Gary Miller is less sure of himself, but has enthusiasm on his side. Both Landor and young Granger (his only film role) are fine. I suppose the only general criticism one might direct is that they’re all terribly, terribly well spoken. Just like The Railway Children; that’s English Heritage filmmaking for you. The only exception is Thomas (Stuart Lock), but he’s a common servant boy (there’s an implicit criticism of class divides; although the film makes no bones about the way society frowns upon the intermingling of the stratum, both Uncle Bertie and Sarah marry outside their class, and to dreadful lower-class types!)

Jeffries fills the supporting roles with an array of eccentrics. James Villiers is mercenary fool Uncle Bertie, selling off the family silver to finance his wastrel lifestyle. His wife Bella, a music hall performer with the mind of a child, is played by Madeline Smith.  Smith was no stranger to lusty parts. She appeared in Hammer Horrors including The Vampire Lovers, played Erotica in the big screen Up Pompeii and was bedded by James Bond in Live and Let Die.  The child’s mind is used to explain why Bella can see the “ghosts” of the children when none of the other adults can, explained little further than adults being “Too old, too insensitive”. The openness of children to the supernatural is a common theme, as emphasised by the line “As children grow older, they lose the power to believe”.  Imagination is the first thing to go, of course. Villiers and Smith garishly encapsulate Bertie, cooing “My little sausage”, and Bella, with her peanut brain and vacant voice. One might suggest the antagonists are a little too broad, too cartoonish; at times this it feels a bit like they’re stepped out of Carry on Dickens.

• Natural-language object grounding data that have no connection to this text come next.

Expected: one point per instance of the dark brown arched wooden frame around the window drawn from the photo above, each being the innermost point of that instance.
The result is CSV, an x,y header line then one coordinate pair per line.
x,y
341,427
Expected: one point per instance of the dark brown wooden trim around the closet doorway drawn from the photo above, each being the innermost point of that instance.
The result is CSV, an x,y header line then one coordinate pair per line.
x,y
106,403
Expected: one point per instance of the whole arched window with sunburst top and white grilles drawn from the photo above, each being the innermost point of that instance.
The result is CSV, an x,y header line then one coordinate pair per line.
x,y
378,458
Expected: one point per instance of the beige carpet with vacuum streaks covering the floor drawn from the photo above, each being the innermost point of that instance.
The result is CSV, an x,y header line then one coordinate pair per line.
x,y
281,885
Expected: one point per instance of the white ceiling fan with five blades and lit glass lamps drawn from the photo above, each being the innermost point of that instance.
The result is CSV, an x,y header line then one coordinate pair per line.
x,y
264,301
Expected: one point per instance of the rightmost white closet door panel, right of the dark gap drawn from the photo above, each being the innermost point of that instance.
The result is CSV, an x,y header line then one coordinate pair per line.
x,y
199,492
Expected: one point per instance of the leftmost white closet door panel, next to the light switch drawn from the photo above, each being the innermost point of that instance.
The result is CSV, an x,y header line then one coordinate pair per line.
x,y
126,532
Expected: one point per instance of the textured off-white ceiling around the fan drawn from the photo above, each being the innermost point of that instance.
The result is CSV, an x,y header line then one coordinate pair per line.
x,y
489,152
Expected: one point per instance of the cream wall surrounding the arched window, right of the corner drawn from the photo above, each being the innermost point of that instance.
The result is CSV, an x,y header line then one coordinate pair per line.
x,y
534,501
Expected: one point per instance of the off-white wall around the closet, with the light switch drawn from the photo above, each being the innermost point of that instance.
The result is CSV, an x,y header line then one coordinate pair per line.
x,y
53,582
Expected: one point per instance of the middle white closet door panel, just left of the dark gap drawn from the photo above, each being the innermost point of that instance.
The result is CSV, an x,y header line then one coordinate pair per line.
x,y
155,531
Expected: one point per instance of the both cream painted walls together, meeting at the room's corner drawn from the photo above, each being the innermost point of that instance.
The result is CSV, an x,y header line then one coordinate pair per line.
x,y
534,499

However distasteful Bertie and Bella may be, Mrs Wickens (Diana Dors) and Mr. Wickens (David Lodge) are outright grotesques. Dors plays up the pantomime villainy, befitting a character attempting all manner of methods for offing the children. She’s also given to a range of abusive language that pushes the boundaries of family viewing, mostly directed at Sara (“You skinny slut!”; “Where are you, you hussy?”). Mr. Wickens, a brain-damaged ex-boxer, is a nightmarish brute; something you’d find moaning and drooling in a Hammer dungeon. Also appearing is the great Graham Crowden as Mr. Clutterbuck (a partner of Blunden’s law firm).

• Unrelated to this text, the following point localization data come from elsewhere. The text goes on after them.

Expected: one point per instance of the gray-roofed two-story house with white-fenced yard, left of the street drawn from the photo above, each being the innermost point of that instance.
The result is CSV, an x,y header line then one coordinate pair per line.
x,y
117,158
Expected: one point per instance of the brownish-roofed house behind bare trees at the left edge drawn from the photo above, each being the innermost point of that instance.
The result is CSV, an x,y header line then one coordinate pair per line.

Elmer Bernstein’s score by is a tad intrusive at times, but the technical side is accomplished. The redressing of the dilapidated/thriving mansion is effective, and cinematographer Gerry Fisher’s images are evocative, from wintry London to the ghoulish Victorian kitchen. Fisher worked on a wide variety of movies, including The OffenceWolfenHighlander and The Exorcist III.

Lionel Jeffries’ film may not hold the classic status of The Railway Children, but it cements his reputation as a filmmaker. He shows his dexterity as a writer through pulling off some rather awkward structural transitions (no sooner have the children met their nineteenth-century relatives than a lengthy flashback sequence begins). As a director, he knew the best way to make family movies was to treat the audience with respect (he fared less well in that regard with his last two pictures). The Amazing Mr. Blunden may occasionally feel slightly nebulous, but that might be a good thing when so much demands over explanation. This is an imaginative, well-crafted tale. As the credits roll, there is a cast curtain call as the performers say their farewells. It’s a decision that seems to ignite the ire of some who otherwise love the picture. I found it quite jolly, if only for Crowden’s enthusiastic “Oh, goodbye!